4  c in the active site of ERAP2 (PDB: 7NSK). 8  c in chain A of ERAP2 (a) or in chain B (b) of the asymmetric unit, at 3.1 Å resolution. ERAP2 is shown in cartoon representation in light grey. 4  c (C: yellow, S: dark yellow, O: red, N: blue) and selected residues (C: green) in close proximity to 4  c are shown as sticks. Zinc ion is shown as a magenta sphere. The GAMEN loop, pockets S1, S′1 and S′2 are indicated. Hydrogen‐bond interactions are represented as dashed lines. Images were generated using PyMOL^TM Molecular Graphics System v1.3.

Figure 6

Compound 4  e in the active site of ERAP2 and superimposition with ERAP1 and IRAP. a,b) 8  e in chain B of the asymmetric unit of ERAP2 (PDB code 7HS0) at 3.2 Å; c,d) Superimposition of active‐site residues of ERAP2‐4  e (PDB code 7HS0, in green) with homologous c) ERAP1 (PDB code 6Q4R, purple) and d) IRAP (PDB code 5MJ6, cyan) with views similar to a) and b). ERAP2 is shown in cartoon representation in grey and 8e is shown in yellow sticks (C: yellow, S: dark yellow, O: red, N: blue). The zinc ion is shown as a magenta sphere. Selected residues of ERAP2/ ERAP1/IRAP in close proximity to 4  e are shown in sticks (C: green (ERAP2) or purple (ERAP1) or cyan (IRAP), O: red; N: blue). The GAMEN loop and approximate location of the specificity pockets S1, S1′, and S2′ are indicated. The black arrows indicate differences in key residue between the enzymes that could impact inhibitor binding. Hydrogen‐bond interactions are represented as dashed lines. Images were generated using PyMOL^TM Molecular Graphics System v1.3.

Figure 7

Selectivities towards related and distant metalloproteases. a) Selectivities towards ERAP1 and IRAP. IC₅₀ >100 μm; SI=selectivity index; IC₅₀ on IRAP/IC₅₀ on ERAP2; b) Selectivities of 4  d–f on a panel of metalloproteases; ND=not determined; c) Dose‐response curves for 4  e.

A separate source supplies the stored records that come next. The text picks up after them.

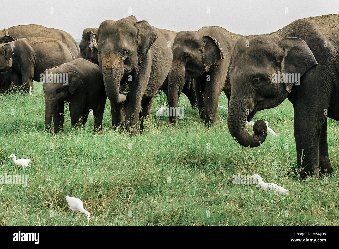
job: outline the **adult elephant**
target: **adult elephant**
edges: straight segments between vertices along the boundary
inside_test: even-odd
[[[206,124],[213,124],[222,91],[229,99],[227,73],[233,49],[242,36],[218,26],[179,32],[173,45],[173,61],[168,74],[170,108],[177,108],[184,84],[194,79],[201,120]],[[175,124],[177,113],[171,114],[169,122]]]
[[[167,39],[167,46],[172,47],[172,45],[174,42],[174,39],[178,34],[178,32],[175,31],[172,31],[170,30],[164,29],[162,28],[159,29],[165,36]],[[168,98],[168,76],[166,77],[166,79],[164,82],[163,84],[160,87],[160,89],[165,92],[167,98],[167,103],[169,102]],[[196,105],[196,99],[195,97],[195,87],[194,85],[194,81],[189,82],[187,81],[185,83],[182,88],[182,93],[187,96],[190,102],[191,103],[191,107],[193,109],[195,109]]]
[[[129,18],[131,18],[131,17]],[[172,44],[174,41],[174,38],[178,32],[162,28],[158,29],[164,35],[167,39],[167,46],[171,48]],[[79,45],[80,57],[97,65],[99,64],[98,58],[98,50],[97,49],[97,41],[99,40],[99,35],[98,34],[98,29],[99,28],[88,28],[85,29],[82,34],[82,38]],[[167,98],[167,102],[168,103],[168,77],[166,77],[163,83],[159,89],[165,92]],[[195,108],[196,101],[194,82],[186,83],[183,88],[182,91],[183,93],[187,96],[192,108]]]
[[[271,34],[238,42],[230,69],[228,114],[232,137],[245,147],[265,141],[262,120],[246,130],[246,120],[287,97],[293,105],[294,136],[300,177],[332,173],[327,117],[339,120],[339,30],[337,15],[300,19]]]
[[[69,49],[58,40],[44,37],[18,39],[0,44],[0,72],[5,72],[7,85],[23,85],[26,91],[33,87],[33,81],[39,81],[47,68],[59,66],[72,60]],[[8,77],[7,73],[10,74]],[[10,81],[8,82],[8,79]]]
[[[98,65],[97,41],[99,40],[99,28],[88,28],[84,29],[82,38],[79,44],[80,57]]]
[[[154,96],[168,74],[172,53],[164,35],[146,21],[129,16],[100,25],[97,49],[114,127],[137,132],[149,116]],[[124,88],[125,94],[120,92]],[[140,106],[141,110],[140,111]]]
[[[18,25],[0,30],[0,43],[22,38],[34,37],[52,38],[61,41],[69,49],[73,59],[78,58],[79,52],[77,43],[65,31],[33,24]],[[11,39],[11,37],[13,39]]]

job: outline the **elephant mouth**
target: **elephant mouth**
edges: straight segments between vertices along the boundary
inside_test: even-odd
[[[250,113],[250,115],[247,116],[247,121],[249,122],[250,121],[252,120],[252,119],[253,118],[253,117],[254,117],[254,115],[256,115],[256,113],[257,113],[257,112],[258,111],[258,110],[256,108],[256,106],[257,105],[256,105],[256,106],[255,107],[253,110],[252,111],[251,113]]]

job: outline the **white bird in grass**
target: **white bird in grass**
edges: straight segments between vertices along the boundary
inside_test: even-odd
[[[272,137],[276,137],[277,134],[274,132],[274,131],[268,127],[268,122],[267,121],[265,121],[265,123],[266,123],[266,126],[267,127],[267,134],[271,135]],[[249,122],[247,121],[246,121],[246,125],[251,128],[253,127],[253,125],[254,124],[254,122],[253,121],[250,121]]]
[[[159,109],[157,111],[157,112],[155,113],[155,116],[157,117],[160,117],[161,116],[161,113],[163,111],[163,109],[165,109],[165,107],[166,107],[166,105],[167,103],[166,102],[164,103],[164,106],[161,106],[159,108]]]
[[[269,134],[272,137],[276,137],[277,134],[274,132],[274,131],[271,128],[268,128],[268,122],[267,121],[265,121],[265,122],[266,123],[266,126],[267,126],[267,134]]]
[[[72,210],[72,216],[75,211],[79,211],[86,214],[86,217],[87,217],[87,220],[88,222],[89,222],[91,213],[88,211],[84,209],[84,204],[81,200],[76,197],[71,197],[68,195],[66,195],[66,200],[68,203],[71,210]],[[73,218],[74,219],[74,216],[73,216]]]
[[[258,180],[258,183],[261,187],[261,188],[265,192],[273,192],[279,194],[289,194],[290,190],[285,189],[282,187],[281,187],[275,183],[265,183],[262,181],[261,177],[258,174],[255,174],[249,178],[253,178]]]
[[[28,164],[31,162],[31,159],[27,159],[26,158],[21,158],[17,160],[16,157],[15,156],[15,155],[14,154],[11,154],[11,155],[8,158],[11,158],[11,157],[13,158],[13,161],[14,162],[15,165],[21,166],[24,169],[27,167],[28,166]]]
[[[226,107],[225,107],[225,106],[221,106],[219,105],[218,105],[218,108],[221,108],[223,109],[226,109],[226,110],[228,110],[228,108],[227,108]]]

IC₅₀ are mean of two to four independent measurements.

Figure 8

a–c) Target engagement of ERAP2 by 4  d–f in HEK cells using CETSA (Cellular Thermal Shift Assay), a) Representative western blots showing thermostable ERAP2 following indicated heat shocks in the presence of DMSO, 4  d, 4  e and 4  f at 30 μM. b) Quantification of thermostable ERAP2 obtained by three independent experiments (n=3) +/−SD. Stabilization of ERAP2 in the presence of 4  e is expressed as the ΔT _m. c) Dose‐dependent stabilization of ERAP2 by CETSA ITDRF (isothermal dose‐response fingerprint) at 56 °C; OC₅₀=23 μM concentration at which 50 % of ERAP2 is occupied by 4  d in cell. n=3, normalized to tubulin. d) Dose‐dependent effect of 4  d and 4  f, and Leucinethiol on SIINFEKL OVA‐derived antigen presentation in HEK cells at 24 h, from at least three independent experiments (n≥3) +/−SD. Asteriks shows statistical significance assessed by one‐way ANOVA, Post‐Hoc Dunnett for multiple comparisons with DMSO control, **** p<0.0001, *** p<0.001, ** p<0.01, ** p<0.05.